Al di là dei contributi specifici, tuttavia, c’è un valore fondamentale e fondante della riflessione filosofica che è alla base della ricerca scientifica e medica: è la formazione al pensiero critico, che costituisce il vaccino di cui abbiamo bisogno per poterci orientare correttamente nei confronti delle cosiddette fake news. È questa la cultura umanistica di cui la scienza ha bisogno, e da cui non può prescindere. Difenderla non significa arroccarsi su posizioni obsolete e acritiche discutendo, ad esempio, dell’insegnamento di materie scientifiche in inglese. Significa, piuttosto, promuovere il pensiero critico che riflette sulle frontiere della scienza, sulle sfide anche di tipo etico che ci attendono.
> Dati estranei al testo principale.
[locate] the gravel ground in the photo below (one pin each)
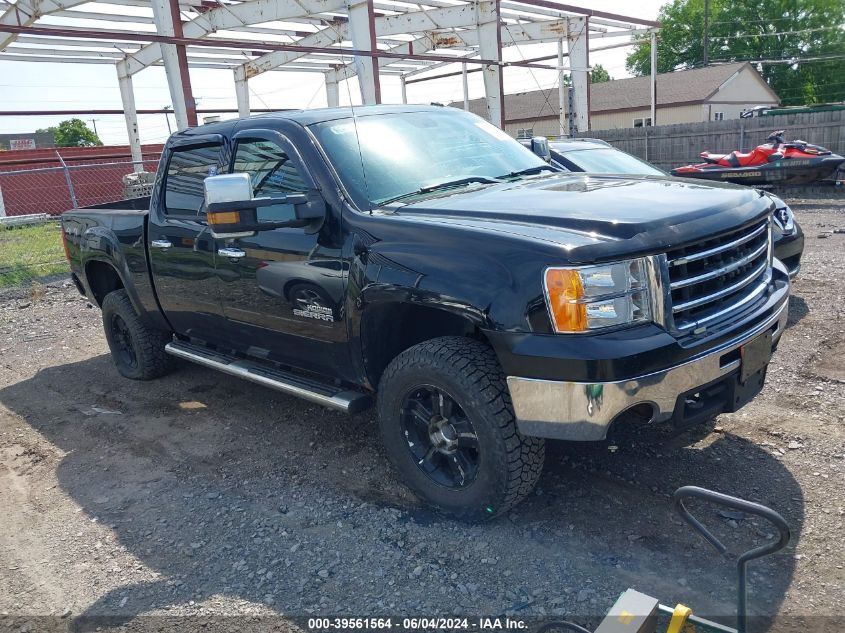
(199, 496)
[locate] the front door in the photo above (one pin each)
(182, 250)
(283, 290)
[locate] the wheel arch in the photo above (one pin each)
(389, 328)
(103, 278)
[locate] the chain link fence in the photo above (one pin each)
(33, 198)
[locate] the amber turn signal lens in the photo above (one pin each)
(565, 289)
(224, 217)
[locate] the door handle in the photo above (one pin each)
(231, 253)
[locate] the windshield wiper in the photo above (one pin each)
(441, 185)
(529, 172)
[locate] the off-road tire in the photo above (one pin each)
(509, 463)
(147, 343)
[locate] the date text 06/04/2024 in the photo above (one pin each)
(416, 623)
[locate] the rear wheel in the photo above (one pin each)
(448, 426)
(137, 349)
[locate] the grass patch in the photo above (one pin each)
(31, 253)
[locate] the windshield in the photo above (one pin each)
(403, 153)
(607, 160)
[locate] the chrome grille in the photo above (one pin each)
(710, 280)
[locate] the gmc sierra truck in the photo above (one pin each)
(419, 259)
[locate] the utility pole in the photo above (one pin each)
(706, 44)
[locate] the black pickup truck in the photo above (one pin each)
(419, 258)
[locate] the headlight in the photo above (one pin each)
(593, 297)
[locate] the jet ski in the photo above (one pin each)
(775, 162)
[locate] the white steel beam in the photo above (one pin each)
(561, 91)
(242, 96)
(26, 12)
(169, 55)
(653, 79)
(385, 26)
(326, 37)
(422, 45)
(490, 47)
(465, 83)
(231, 16)
(579, 63)
(127, 96)
(332, 89)
(362, 30)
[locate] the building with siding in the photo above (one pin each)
(713, 93)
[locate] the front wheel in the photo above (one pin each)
(136, 348)
(448, 427)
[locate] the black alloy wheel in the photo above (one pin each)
(440, 436)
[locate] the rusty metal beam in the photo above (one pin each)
(241, 45)
(557, 6)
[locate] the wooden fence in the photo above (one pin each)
(669, 146)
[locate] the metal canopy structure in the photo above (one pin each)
(342, 39)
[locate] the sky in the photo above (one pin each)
(45, 86)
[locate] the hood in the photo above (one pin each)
(648, 213)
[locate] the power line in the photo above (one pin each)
(750, 36)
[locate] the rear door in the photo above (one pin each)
(283, 290)
(182, 250)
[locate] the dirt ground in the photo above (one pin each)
(174, 503)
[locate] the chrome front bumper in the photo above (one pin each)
(584, 411)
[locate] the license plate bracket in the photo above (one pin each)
(755, 356)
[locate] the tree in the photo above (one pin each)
(791, 32)
(599, 75)
(73, 133)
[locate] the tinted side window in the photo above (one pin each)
(273, 175)
(186, 171)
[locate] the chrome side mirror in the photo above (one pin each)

Penso ai recenti casi di modificazione genetica di embrioni umani che hanno portato alla nascita, in Cina, di due gemelli il cui Dna è stato modificato per renderli resistenti al virus dell’Aids, senza uno scopo medico che lo giustificasse.
L’incontro e il merge delle due culture è ciò che gli autori dell’articolo su Pnas si augurano, per il progresso della scienza e del pensiero. La filosofia che conosce bene la scienza e che si confronta con il suo avanzamento può essere dunque — magari anche attraverso la frequentazione di centri di ricerca, come proposto nell’articolo — uno strumento importante per costruire ponti al servizio della società.